2

I'm looking to mmap a region of a file, make changes, and then either msync(MS_INVALIDATE) them so that my in memory changes are lost, or, should I like the changes, msync(MS_SYNC) to write them back to the underlying storage.

The msync manpage says the following on MS_INVALIDATE:

When MS_INVALIDATE is specified, msync() shall invalidate all cached copies of mapped data that are inconsistent with the permanent storage locations such that subsequent references shall obtain data that was consistent with the permanent storage locations sometime between the call to msync() and the first subsequent memory reference to the data.

This gives the impression that an MS_INVALIDATE should reset revert the memory back to the state in storage. However the changes seem to have already made their way to the device by the time I make the msync call.

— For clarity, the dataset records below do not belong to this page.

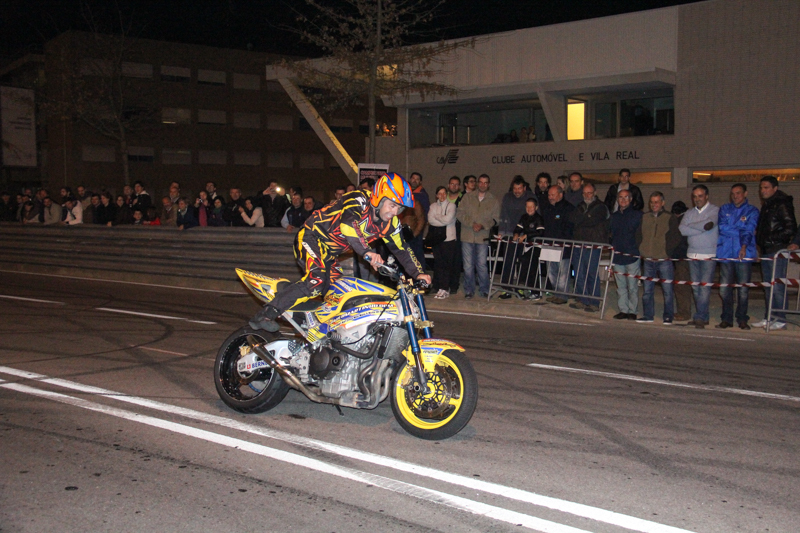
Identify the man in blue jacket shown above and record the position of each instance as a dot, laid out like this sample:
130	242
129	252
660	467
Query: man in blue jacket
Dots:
736	242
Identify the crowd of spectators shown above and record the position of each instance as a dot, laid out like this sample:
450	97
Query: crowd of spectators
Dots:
458	225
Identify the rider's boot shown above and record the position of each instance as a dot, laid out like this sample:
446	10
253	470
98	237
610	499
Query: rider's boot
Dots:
265	319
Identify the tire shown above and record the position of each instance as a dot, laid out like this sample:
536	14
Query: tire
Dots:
444	411
257	393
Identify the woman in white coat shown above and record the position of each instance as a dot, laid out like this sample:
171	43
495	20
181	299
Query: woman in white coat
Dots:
442	238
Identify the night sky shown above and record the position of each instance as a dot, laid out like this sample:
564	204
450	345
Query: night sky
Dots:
258	25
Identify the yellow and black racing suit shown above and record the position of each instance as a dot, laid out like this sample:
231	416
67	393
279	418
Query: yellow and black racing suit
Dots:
348	223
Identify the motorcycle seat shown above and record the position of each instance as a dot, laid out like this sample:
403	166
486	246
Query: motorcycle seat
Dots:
308	306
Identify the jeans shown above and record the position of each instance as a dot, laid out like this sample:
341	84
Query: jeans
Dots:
661	270
777	291
585	263
702	271
734	272
627	287
474	255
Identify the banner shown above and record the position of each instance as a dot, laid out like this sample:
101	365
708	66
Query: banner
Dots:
18	131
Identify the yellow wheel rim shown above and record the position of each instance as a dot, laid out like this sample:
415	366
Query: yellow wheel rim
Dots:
442	401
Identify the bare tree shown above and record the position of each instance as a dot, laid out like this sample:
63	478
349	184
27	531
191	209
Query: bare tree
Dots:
100	85
367	54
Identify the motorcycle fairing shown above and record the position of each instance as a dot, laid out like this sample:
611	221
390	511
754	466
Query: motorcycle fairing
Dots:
263	287
431	350
345	288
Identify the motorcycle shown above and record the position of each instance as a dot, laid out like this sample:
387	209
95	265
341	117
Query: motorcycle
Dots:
361	344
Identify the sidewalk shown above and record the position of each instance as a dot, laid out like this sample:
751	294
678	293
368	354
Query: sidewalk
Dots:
516	308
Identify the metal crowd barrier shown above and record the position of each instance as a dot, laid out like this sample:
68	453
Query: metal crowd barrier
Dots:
782	264
547	265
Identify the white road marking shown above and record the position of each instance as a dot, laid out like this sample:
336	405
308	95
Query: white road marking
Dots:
577	509
122	282
509	317
30	299
151	315
628	377
736	339
400	487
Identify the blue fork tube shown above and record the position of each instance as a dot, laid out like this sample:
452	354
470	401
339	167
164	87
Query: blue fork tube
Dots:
423	315
412	336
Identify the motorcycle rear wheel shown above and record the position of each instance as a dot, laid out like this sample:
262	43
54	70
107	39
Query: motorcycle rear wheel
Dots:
256	393
446	408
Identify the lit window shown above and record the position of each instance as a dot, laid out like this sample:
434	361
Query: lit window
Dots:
576	120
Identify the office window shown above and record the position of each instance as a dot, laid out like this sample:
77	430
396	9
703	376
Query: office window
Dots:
212	77
137	70
280	160
247	158
247	120
141	154
176	157
176	115
212	157
211	116
246	81
280	122
312	161
99	153
177	74
576	120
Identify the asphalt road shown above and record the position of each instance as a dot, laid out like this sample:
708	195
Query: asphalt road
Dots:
109	421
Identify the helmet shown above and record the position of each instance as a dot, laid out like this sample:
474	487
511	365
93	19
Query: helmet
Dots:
394	187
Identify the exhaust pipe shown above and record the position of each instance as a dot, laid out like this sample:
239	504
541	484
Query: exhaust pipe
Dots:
287	376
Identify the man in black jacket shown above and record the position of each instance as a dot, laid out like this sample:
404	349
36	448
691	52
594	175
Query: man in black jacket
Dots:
637	201
557	226
777	226
591	221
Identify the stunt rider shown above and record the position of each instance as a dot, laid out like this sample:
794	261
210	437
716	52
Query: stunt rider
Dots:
351	222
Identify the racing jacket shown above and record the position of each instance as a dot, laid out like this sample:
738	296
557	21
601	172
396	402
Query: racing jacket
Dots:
352	223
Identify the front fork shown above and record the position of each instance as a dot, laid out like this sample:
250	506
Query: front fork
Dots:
408	317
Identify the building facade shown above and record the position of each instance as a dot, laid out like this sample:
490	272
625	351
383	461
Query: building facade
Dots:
703	92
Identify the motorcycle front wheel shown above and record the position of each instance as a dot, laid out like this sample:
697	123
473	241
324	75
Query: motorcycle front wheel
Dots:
256	392
447	406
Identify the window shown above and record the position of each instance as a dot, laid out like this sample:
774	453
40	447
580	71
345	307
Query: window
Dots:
791	175
312	161
212	77
211	116
99	154
281	122
212	157
280	160
176	157
176	115
141	154
246	81
247	158
480	123
176	74
576	120
247	120
137	70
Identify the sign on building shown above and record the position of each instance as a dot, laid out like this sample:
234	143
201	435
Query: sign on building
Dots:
18	131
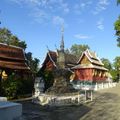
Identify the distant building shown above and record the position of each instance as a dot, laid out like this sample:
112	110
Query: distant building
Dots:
88	67
58	58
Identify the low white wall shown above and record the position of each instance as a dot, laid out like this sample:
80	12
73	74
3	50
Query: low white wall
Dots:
97	86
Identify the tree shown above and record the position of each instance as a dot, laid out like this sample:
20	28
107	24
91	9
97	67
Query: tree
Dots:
33	63
106	63
78	49
116	65
8	38
117	27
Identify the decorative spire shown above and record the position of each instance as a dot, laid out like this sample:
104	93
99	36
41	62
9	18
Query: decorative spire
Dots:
62	40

  1. Can I delay or prevent data from being written back to the device automatically?
  2. Is it possible to operate with manual write back only?

Notes

  • The underlying storage can be several TB in size.
Matt Joiner
  • 112,946
  • 110
  • 377
  • 526
  • I am not sure that I understand what you want to achieve. The whole point of `mmap` is that it is asynchronous and allows you not to worry when there is the best point to write out buffers. `msync` is just there to give you some sort of super-sequence point. If you just want to buffer parts of a file perhaps use `read/write/fseek`, no? – Jens Gustedt Dec 08 '11 at 07:46
  • 1
    @JensGustedt: I want to lazily fetch the file as required, it's potentially several TB. If I read/write, I'll have to maintain a cache, dirty markers, as well as copy and allocate lots of stuff around. If I can do it with mmap, I'll avoid all of that. – Matt Joiner Dec 08 '11 at 09:16
  • Sure, `mmap` is just made for that purpose, you just do your modifications and the systems schedules them to land on disk, eventually. You want to have some kind of roll back or versionning or so? – Jens Gustedt Dec 08 '11 at 09:26
  • 1
    @JensGustedt: Yes, rollback and commit are the intended goals. Just missing the commit part. – Matt Joiner Dec 08 '11 at 09:55

1 Answers1

0

If this is just for the purpose of having access to a large file and doing some local modifications, just do MAP_PRIVATE and throw away the mapping once you decide you want to have the original version again.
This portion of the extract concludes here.